I examined the wood grain on the floor. I shuffled my foot over a wet spot where my sweat had dripped.
“Eight inches,” he said and picked up his clipboard. “And the jump shot looks great by the way.”
He walked out of the gym whistling and the door clicked and I felt a burst of anger. I charged towards the hoop and elevated for a dunk but I couldn’t quite cradle the ball over the rim and jammed my wrist. I fell to the floor and I grabbed my ankle but it was fine and I remembered that I wasn’t Brendan.
* * *
St. Bernard’s lost in the state finals without Brendan and he stopped going to school after that. Coach Perry told us that he’d see to it that he wasn’t expelled. He could just repeat the tenth grade in the fall.
They were renovating a two-family house across the street from us next to the park. Full gut. Turning it into a single-family. The town voted to shrink the zoning for section eight. After school I’d see Brendan chatting with the contractor by a white van—his metal crutches catching light from the sun. A silvery dog with a thick coat sat by his side.

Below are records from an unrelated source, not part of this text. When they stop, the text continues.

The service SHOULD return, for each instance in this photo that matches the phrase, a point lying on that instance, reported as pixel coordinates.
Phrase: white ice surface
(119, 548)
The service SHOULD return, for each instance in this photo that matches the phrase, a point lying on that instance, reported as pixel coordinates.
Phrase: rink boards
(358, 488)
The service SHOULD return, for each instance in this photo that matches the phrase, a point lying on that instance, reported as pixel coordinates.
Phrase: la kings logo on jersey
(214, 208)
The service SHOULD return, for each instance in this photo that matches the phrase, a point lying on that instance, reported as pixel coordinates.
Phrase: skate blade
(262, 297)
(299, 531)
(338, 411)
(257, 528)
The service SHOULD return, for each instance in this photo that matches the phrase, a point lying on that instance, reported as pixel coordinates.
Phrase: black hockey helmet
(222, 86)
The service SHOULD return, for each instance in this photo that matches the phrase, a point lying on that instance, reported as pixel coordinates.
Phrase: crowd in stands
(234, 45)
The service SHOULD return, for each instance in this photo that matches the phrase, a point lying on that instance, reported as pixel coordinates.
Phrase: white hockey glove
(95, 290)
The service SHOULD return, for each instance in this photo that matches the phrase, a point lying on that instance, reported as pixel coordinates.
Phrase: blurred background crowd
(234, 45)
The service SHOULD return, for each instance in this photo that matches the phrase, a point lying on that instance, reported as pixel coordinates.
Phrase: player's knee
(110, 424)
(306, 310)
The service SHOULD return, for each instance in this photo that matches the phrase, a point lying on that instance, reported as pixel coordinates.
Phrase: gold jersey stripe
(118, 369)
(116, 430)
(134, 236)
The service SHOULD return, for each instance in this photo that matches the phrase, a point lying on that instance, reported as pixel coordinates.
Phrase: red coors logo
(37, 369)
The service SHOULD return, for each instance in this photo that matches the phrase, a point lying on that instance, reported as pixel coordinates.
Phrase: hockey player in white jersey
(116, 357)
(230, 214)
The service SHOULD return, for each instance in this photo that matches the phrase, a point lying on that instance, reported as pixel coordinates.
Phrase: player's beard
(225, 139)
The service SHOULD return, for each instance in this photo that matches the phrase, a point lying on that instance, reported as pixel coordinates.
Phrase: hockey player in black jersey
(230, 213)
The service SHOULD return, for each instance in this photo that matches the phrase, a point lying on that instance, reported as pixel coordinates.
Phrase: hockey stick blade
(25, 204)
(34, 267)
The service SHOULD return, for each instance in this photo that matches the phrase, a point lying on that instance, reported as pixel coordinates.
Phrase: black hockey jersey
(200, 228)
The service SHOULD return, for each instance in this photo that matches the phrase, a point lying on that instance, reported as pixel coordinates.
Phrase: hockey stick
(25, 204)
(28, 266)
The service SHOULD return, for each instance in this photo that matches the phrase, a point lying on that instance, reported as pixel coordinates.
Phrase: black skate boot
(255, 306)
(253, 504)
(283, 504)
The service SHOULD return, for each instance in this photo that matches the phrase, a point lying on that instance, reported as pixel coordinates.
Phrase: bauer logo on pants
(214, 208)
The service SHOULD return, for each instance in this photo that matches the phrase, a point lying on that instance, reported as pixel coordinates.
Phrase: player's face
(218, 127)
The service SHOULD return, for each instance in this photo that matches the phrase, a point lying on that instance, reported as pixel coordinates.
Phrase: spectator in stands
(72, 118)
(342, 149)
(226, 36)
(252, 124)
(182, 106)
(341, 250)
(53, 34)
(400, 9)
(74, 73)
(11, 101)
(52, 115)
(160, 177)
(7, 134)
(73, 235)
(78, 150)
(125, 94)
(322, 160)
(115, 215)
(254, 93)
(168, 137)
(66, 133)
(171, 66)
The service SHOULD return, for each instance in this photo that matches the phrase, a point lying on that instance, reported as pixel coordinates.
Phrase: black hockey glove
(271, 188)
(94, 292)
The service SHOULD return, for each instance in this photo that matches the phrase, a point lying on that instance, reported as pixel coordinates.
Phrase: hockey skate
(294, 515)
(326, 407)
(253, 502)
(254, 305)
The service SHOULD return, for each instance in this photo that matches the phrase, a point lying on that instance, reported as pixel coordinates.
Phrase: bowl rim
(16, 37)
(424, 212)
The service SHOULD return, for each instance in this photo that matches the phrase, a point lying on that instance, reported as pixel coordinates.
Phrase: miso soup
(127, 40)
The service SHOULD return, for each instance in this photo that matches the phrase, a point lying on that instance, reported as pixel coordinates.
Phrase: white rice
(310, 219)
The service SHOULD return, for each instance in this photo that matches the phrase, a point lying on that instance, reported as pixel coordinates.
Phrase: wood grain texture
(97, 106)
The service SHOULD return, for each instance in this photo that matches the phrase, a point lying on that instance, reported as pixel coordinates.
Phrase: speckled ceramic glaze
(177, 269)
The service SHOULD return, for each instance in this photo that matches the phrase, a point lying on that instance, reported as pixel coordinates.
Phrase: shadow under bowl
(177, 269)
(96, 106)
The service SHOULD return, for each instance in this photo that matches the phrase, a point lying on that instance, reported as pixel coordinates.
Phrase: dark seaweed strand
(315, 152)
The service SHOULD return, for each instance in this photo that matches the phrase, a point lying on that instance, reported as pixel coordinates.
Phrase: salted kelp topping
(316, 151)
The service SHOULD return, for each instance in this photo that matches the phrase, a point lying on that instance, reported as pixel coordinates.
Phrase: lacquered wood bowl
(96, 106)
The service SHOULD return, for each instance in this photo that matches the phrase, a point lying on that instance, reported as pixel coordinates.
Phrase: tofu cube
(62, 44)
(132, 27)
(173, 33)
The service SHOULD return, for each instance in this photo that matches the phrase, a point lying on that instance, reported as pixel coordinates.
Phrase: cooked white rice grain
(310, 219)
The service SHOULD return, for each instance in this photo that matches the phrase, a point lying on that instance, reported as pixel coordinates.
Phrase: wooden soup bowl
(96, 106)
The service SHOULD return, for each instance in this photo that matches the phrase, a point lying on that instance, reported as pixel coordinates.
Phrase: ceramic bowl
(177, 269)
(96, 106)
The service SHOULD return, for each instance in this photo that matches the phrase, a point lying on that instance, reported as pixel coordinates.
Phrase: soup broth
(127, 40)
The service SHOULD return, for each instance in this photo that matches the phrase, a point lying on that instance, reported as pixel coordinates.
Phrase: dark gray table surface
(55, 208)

The contractor’s name was Ed and he lived in Eastford near our old neighborhood. His face was worn but his hair was blonde and thick. He didn’t seem like the type to dye it. One night he came over to look at our broken window and asked where our dad was. Then he nodded and peeled off the duct-taped plastic sheet from the frame and installed a new window from the back of his van. He wiped the wet caulk on his shirt and ordered us pizza. His dog’s name was Lady. She chased her tail and sniffed the dusty corners of the room before curling up next to the space heater by the couch near Brendan. The orange coils glowed on her slick fur.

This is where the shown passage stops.